The following figure is presented here at reduced scale (resolution)to accommodate a browser. A version offering greater precision is available in Chapter 17 in the Download Files area reached from the Site navigation bar.
Spectral Response of the Human Visual System under scotopic conditions
[from Section 17.2.2]
The theoretical perceived (as reported) spectral response of the visual system is given by the luminance channel signal as received at the cortex. This signal is defined by the weighted logarithmic summation of the signals from the individual spectrally selective photoreceptor channels of vision. It should be noted that a logarithmic summation is significantly different from a linear summation under large signal conditions.
The above figure includes the spectral response of the two spectral channels of human (long wavelength trichromatic) vision active under scotopic conditions. These responses are shown by the left two waveforms in the lower portion of the figure, on a relative amplitude scale. Also shown is a horizontal line representing the one-half amplitude ordinate for these spectra. Whereas these individual spectrums show only limited overlap when displayed on a relative amplitude basis, this is not the way they are used in vision. In vision, the M-channel signal is given an emphasis of between ten and sixteen to one over the S- and L-channels (depending at least on location within the retina). In the case shown the ratio is 16 to one between the M- and S-channels. When summed under this condition, the theoretical scotopic luminous efficiency function appears as shown by the (dotted line).
Note the theoretical scotopic luminous efficiency function exhibits three individual relative peaks. Two of these peaks occur at nearly the same wavelength as for the individual spectral responses. However, there is an additional peak, near 490 nm, due to the logarithmic summation process.
All three of the theoretical peaks in the scotopic luminous efficiency function are easily observed with adequate instrumentation. However, the historical measurements leading to the current CIE (1951) Scotopic Luminous Efficiency Standard (solid line) were acquired using instrumentation of the 1930's and 1940's. These instruments had an instantaneous spectral half-amplitude bandwidth of not less than 20 nm. Due to the signal to noise considerations, it was also necessary to use large size test images, 10 x 10 degrees, which caused a significant averaging of the performance of the retina. When the results from various experiments were averaged, the result exhibited an average spectral bandwidth for the instrumentation alone of between 20 and 30 nm. Such instrumentation is completely inadequate for observing spectrums exhibiting spectral variations over intervals of 5-10 nm.
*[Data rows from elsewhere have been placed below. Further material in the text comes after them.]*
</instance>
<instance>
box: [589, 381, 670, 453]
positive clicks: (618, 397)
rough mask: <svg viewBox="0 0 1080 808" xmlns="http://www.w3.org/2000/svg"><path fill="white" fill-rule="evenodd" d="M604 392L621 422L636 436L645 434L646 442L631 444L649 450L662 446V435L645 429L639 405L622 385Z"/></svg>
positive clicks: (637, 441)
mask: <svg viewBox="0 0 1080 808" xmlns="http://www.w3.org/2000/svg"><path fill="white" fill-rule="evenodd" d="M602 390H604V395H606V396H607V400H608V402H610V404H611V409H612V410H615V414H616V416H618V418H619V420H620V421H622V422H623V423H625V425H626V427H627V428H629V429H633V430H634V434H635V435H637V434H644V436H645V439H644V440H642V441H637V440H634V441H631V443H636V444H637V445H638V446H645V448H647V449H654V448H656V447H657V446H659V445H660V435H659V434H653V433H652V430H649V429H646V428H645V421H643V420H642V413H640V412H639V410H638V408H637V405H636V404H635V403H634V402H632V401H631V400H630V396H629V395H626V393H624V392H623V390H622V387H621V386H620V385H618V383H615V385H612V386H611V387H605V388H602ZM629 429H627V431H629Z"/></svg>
An additional problem has to do with the sampling plan used by these experimenters. Being unaware of the detailed structure of the waveform they were attempting to measure, they invariably centered their measurements at wavelengths that were multiples of 10 nm. This binning convention had the effect of further suppressing details of the spectrum occurring over intervals of 5-10 nm.
The importance of controlling the color temperature of the source illumination was still not well understood during the above time period. Most of the measurements used to define the scotopic response were made using incandescent light sources with color temperatures in the 2000-3000 Kelvin range. This had the effect of suppressing the measured spectral response of the eye in the blue region of the spectrum. Theoretical discussion occasionally addressed this insufficiency under the assumption that the visual process used "energy detectors." In fact the photosensitive mechanisms of animal vision employ "photon detectors." The theoretical and observed performance differences between these two cases are significant .
If the above instrumentation problems are taken into account, filtered (smoothed) versions of the theoretical function are found to approximate the CIE Standard. However, the number of uncontrolled variables in the test data was high. The difference between the smoothed theoretical curve and the CIE curve also surfaces the use of sodium glass lamp bulbs in the early experiments. These bulbs exhibit higher absorption in the blue region of the spectrum than anticipated, or documented, by the experimenters.
Both the smoothed theoretical scotopic response and the CIE Standard exhibit peaks near 505 nm. These peaks are totally unrelated to the peak absorption of the retinoid family of chromophores that occurs near 493 nm when plotted on an equal flux basis.
The above features are discussed in detail in Chapter 17.